Bewegung kommt dann erst wieder ins Spiel, wenn man einen Fotografenkollegen entdeckt hat und sich inständig fragt, was der wohl für einen Kameraboliden im Internet erstanden hat. Nun kommt man in den Zwiespalt: seinen Standort verteidigen, oder losziehen und seine drängende Neugier befriedigen. Nach einer kurzen Dauer der Abwägung folgt die Phase der Rotation, und zwar bei allen männlichen Homosapien, die nun ausschließlich von ihrem Instinkt angetrieben werden.

Durch geschicktes Taktieren nähert man sich langsam und wie beiläufig dem Kollegen an, um heimlich aus dem Augenwinkel einen Blick auf seine Ausrüstung zu erhaschen. In dieser wichtigen Phase muss man natürlich durch ein lässiges Gangbild und lockere Körperhaltung ein völliges Desinteresse an der Konkurrenz vortäuschen.

Und so zieht sich der Kreis der neugierigen Fotografen immer dichter zusammen. Die eigentliche Sportveranstaltung ist längst nicht mehr im Fokus des Interesses. Allmählich kristallisiert sich der Sieger des Fotografenwettbewerbes heraus. Jener, der am Vortage noch eines der wenigen hochgepriesenen Vorserienmodelle aus dem Profisegment ersteigern konnte. Die Traube zieht sich durch geschicktes Verschieben weiter an ihn heran, bis er im Mittelpunkt umringt ist.

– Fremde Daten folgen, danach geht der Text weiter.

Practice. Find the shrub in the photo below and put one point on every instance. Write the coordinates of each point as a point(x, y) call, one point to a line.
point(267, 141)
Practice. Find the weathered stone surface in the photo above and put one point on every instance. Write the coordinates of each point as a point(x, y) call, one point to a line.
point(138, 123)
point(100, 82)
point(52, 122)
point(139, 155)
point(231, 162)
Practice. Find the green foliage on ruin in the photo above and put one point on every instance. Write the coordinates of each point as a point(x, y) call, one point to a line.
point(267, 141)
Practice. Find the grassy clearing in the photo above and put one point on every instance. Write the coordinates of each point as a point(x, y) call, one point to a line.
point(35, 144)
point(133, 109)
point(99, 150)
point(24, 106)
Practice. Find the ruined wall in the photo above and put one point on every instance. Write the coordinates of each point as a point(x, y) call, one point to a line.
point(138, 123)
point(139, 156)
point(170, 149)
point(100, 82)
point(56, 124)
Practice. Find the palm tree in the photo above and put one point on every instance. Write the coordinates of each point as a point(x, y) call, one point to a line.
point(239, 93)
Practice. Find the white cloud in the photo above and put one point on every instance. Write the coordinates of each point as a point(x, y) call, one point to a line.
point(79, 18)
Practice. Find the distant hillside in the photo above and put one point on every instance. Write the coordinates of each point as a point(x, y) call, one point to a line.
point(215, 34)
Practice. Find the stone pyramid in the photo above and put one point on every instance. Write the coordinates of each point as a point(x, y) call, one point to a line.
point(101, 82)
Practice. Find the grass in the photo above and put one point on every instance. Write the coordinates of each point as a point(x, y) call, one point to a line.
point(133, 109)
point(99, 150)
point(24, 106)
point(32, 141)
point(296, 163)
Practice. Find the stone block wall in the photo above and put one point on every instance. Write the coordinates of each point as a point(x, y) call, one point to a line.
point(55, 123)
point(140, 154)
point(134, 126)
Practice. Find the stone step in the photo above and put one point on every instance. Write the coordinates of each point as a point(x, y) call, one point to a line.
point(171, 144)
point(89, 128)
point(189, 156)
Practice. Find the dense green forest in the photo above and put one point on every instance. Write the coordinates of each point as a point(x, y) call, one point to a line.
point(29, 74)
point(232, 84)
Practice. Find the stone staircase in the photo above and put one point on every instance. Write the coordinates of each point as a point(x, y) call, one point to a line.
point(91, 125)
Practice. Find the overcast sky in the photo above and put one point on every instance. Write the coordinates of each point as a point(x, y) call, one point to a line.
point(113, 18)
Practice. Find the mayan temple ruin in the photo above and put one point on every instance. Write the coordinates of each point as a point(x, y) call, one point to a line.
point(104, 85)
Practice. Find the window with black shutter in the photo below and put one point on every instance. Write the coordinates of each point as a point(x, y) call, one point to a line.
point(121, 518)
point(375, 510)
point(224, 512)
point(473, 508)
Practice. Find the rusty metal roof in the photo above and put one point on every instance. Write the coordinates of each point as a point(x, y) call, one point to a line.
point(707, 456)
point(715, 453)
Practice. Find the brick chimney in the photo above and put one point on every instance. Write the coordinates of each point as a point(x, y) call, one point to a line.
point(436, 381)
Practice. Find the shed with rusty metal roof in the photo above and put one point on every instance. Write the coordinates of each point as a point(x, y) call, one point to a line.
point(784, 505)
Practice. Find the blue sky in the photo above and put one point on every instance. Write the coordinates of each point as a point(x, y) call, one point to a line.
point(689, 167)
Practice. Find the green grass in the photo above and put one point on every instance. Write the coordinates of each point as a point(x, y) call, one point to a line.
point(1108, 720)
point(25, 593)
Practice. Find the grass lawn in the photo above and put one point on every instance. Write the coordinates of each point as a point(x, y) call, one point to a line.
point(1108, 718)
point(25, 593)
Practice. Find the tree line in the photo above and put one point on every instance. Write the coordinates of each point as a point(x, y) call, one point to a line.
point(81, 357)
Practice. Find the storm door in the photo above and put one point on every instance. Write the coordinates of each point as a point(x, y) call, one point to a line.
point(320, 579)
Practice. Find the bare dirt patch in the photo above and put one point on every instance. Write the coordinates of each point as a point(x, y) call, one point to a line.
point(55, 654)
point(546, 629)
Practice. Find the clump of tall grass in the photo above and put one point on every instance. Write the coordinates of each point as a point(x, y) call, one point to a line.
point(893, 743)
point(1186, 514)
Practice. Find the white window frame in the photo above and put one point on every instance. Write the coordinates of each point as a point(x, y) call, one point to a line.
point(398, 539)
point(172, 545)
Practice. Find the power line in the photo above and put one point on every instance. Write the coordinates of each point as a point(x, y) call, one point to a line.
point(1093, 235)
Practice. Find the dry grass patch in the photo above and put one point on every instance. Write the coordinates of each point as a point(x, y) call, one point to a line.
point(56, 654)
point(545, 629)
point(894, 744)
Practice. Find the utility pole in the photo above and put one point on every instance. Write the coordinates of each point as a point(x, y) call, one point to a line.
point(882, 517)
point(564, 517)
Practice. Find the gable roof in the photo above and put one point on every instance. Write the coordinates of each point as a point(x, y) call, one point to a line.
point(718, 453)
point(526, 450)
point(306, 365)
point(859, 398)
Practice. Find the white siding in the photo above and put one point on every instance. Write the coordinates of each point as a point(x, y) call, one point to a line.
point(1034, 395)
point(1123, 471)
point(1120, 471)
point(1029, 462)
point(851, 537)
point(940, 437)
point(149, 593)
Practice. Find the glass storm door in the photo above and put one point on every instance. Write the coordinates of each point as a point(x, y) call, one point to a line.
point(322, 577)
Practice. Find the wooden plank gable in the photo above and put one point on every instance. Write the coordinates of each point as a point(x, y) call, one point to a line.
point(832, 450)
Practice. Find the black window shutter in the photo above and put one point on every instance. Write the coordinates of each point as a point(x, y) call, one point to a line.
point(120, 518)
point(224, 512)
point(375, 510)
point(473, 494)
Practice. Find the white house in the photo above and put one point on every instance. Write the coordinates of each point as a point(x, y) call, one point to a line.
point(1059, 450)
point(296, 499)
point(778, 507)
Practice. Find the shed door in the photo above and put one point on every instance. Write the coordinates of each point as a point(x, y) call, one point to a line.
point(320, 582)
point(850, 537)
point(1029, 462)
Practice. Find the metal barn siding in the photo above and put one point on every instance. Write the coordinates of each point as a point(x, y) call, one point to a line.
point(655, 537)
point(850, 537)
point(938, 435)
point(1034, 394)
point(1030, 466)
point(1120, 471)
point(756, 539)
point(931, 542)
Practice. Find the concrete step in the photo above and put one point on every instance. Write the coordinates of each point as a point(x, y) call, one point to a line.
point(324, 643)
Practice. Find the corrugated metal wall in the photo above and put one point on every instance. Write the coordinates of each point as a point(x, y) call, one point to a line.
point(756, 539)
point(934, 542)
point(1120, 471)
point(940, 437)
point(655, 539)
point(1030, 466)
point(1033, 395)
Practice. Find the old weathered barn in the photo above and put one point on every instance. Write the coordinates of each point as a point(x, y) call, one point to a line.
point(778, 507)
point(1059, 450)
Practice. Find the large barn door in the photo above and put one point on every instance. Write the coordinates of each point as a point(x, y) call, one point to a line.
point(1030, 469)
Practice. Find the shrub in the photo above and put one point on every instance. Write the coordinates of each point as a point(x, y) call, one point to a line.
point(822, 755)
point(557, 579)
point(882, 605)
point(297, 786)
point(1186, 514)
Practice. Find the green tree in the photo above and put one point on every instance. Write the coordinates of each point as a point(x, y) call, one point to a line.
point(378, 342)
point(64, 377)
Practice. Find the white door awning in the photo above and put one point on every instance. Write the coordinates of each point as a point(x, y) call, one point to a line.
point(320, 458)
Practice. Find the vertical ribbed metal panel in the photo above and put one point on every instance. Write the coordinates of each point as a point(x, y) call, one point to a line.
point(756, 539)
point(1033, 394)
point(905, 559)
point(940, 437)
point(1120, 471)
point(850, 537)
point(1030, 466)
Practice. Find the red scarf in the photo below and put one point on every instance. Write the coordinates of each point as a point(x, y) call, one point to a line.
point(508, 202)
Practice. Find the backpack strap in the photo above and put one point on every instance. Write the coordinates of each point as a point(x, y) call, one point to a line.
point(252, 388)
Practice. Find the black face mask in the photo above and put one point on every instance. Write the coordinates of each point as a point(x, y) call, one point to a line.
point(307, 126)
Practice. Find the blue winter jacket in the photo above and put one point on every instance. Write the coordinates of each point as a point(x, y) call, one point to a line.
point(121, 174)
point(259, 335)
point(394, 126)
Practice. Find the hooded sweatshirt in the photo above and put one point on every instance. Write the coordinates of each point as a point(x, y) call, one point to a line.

Noch tut er so, als wenn er von alldem nichts bemerkt hat, obwohl er sich seines Erfolges nun sicher sein kann. Und plötzlich platzt es vor Neugier förmlich aus der Menge heraus. „Ist das etwa die Neue mit dem eingebauten 5-Achsen-Stabilisator und dem Pixel-Shift-Modus.“ Der Gefragte muss jetzt nur noch mit gespielter Überraschung auf die Frage reagieren, obwohl er natürlich längst die Situation durchschaut hat. Jetzt kann er sich stolz hinstellen und seinen Triumph auskosten. Jetzt kann er über Megapixel, mittenbetonte Integralmessung und die ideale hyperfokale Distanz philosophieren, die Umstehenden werden in diesem Jahr förmlich „an seinen Lippen hängen“.

Aber die Konkurrenz ist groß und im nächsten Herbst werden die Karten wieder neu gemischt. Die neue Kamera ist im nächsten Jahr nur noch ein veraltetes Auslaufmodell. Vielleicht spare ich und nehme auch wieder teil, dann muss der Ausbau des Dachgeschosses halt noch ein weiteres Jahr warten.

Dieses Phänomen lässt sich auch rein wissenschaftlich erklären:
Es ist das Bedürfnis des Menschen (oder Mannes), seinen Selbstwert zu maximieren und seine relative Position in der sozialen Hierarchie zu verbessern.

Ihr seht, man kann nichts dagegen tun.

Der Tag endet schließlich damit, dass die Väter bei der Runde (daher kommt auch der Name) zusammenstehen und fachsimpeln, obwohl die Turngeräte längst abgebaut wurden. Bilder hat übrigens niemand gemacht. Aber das ist beim Fotografieren auch nur zweitrangig.